The problem is most easily explained by a C pseudocode, but I also have a Fortran version which is affected by the same kind of issue. Consider the following loop where lots_of_code_* are some complicated expressions which produces a fair number of machine instructions.
void process(const double *in_arr, double *out_arr, int len)
{
for (int i = 0; i < len; i++)
{
const double a = lots_of_code_a(i, in_arr);
const double b = lots_of_code_b(i, in_arr);
...
const double z = lots_of_code_z(i, in_arr);
out_arr[i] = final_expr(a, b, ..., z);
}
}
When compiled with an AVX target the Intel compiler generates code which goes like
process:
AVX_loop
AVX_code_a
AVX_code_b
...
AVX_code_z
AVX_final_expr
...
SSE_loop
SSE_instructions
...
scalar_loop
scalar_instructions
...
The resulting binary is already quite sizable. My actual calculation loop, though, looks more like the following:
void process(const double *in_arr1, ... , const double *in_arr30,
double *out_arr1, ... double *out_arr30,
int len)
{
for (int i = 0; i < len; i++)
{
const double a1 = lots_of_code_a(i, in_arr1);
...
const double a30 = lots_of_code_a(i, in_arr30);
const double b1 = lots_of_code_b(i, in_arr1);
...
const double b30 = lots_of_code_b(i, in_arr30);
...
...
const double z1 = lots_of_code_z(i, in_arr1);
...
const double z30 = lots_of_code_z(i, in_arr30);
out_arr1[i] = final_expr1(a1, ..., z1);
...
out_arr30[i] = final_expr30(a30, ..., z30);
}
}
This results in a very large binary indeed (400KB for the Fortran version, 800KB for C99). If I now define lots_of_code_* as functions, then each function gets turned into non-vectorized code. Whenever the compiler decides to inline a function it does vectorize it, but seems to also duplicate the code each time as well.
In my mind, the ideal code should look like:
AVX_lots_of_code_a:
AVX_code_a
AVX_lots_of_code_b:
AVX_code_b
...
AVX_lots_of_code_z:
AVX_code_z
SSE_lots_of_code_a:
SSE_code_a
...
scalar_lots_of_code_a:
scalar_code_a
...
...
process:
AVX_loop
call AVX_lots_of_code_a
call AVX_lots_of_code_a
...
SSE_loop
call SSE_lots_of_code_a
call SSE_lots_of_code_a
...
scalar_loop
call scalar_lots_of_code_a
call scalar_lots_of_code_a
...
This clearly results in a much smaller code which is still just as well optimized as the fully-inlined version. With luck it might even fit in L1.
Obviously I can write the this myself using intrinsics or whatever, but is it possible to get the compiler to automatically vectorize in the way described above through "normal" source code?
I understand that the compiler will probably never generate separate symbols for each vectorized version of the functions, but I thought it could still just inline each function once inside process and use internal jumps to repeat the same code block, rather than duplicating code for each input array.
Formal answer to questions like yours:
Consider using OpenMP4.0 SIMD-enabled (I didn't say inlined) functions or equivalent proprietary mechanisms.
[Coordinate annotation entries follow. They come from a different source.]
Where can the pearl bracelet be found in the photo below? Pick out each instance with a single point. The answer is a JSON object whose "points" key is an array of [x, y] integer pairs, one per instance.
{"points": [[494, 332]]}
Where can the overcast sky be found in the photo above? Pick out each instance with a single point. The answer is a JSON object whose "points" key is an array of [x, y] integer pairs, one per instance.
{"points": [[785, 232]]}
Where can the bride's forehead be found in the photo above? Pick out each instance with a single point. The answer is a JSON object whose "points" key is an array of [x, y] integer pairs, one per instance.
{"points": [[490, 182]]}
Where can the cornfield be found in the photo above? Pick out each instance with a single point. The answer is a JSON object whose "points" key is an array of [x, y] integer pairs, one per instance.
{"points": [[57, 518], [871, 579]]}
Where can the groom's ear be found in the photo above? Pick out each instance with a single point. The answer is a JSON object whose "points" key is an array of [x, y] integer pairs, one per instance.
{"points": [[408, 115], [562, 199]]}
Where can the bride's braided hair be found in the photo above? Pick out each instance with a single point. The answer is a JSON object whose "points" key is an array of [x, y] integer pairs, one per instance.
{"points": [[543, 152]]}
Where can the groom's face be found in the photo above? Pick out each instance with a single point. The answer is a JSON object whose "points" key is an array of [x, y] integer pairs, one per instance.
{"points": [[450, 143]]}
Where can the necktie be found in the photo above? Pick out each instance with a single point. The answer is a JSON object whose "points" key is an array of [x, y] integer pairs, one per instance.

Available in Intel Compiler or fresh GCC4.9.
See more details here: https://software.intel.com/en-us/node/522650
Example:
//Invoke this function from vectorized loop
#pragma omp declare simd
int vfun(int x, int y)
{
return x*x+y*y;
}
It will give you capability to vectorize loop with function calls without inlining and as a result without huge code generation. (I didn't really explore your code snippet in details; instead I answered the question you asked in textual form)
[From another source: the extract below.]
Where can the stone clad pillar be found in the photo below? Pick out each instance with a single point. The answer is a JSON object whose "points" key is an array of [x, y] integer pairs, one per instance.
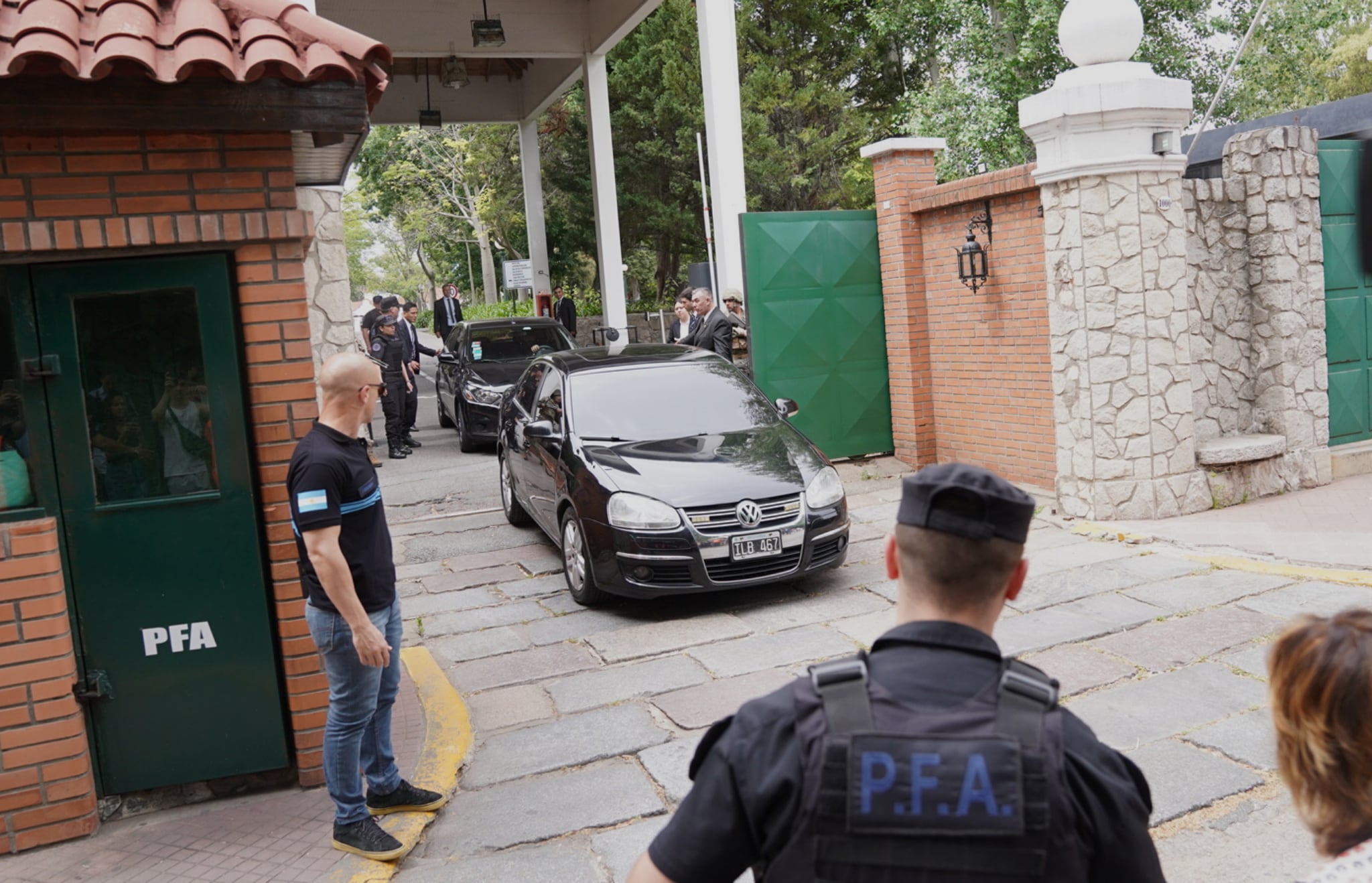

The immediate problem that comes to mind is the lack of restrict on the input/output-pointers. The input is const though, so it's probably not too much of a problem, unless you have multiple output-pointers.
Other than that, I recommend -fassociative-math or whatever the ICC equivalent is. Structurally, you seem to iterate over the array, doing multiple independent operations on the array that are only munged together in the very end. Strict fp compliance might kill you on the array-operations.Finally, there's probably no way this will get vectorized if you need more intermediate results than vector_registers - input_arrays.Edit:
I think I see your problem now. You call the same function on different data, and want each result stored independently, right?The problem is that the same function always writes to the same output register, so subsequent, vectorized calls would clobber earlier results. The solution could be:A stack of results (either in memory or like the old x87 FPU-stack), that gets pushed every time. If in memory, it is slow, if x87, it's not vectorized. Bad idea.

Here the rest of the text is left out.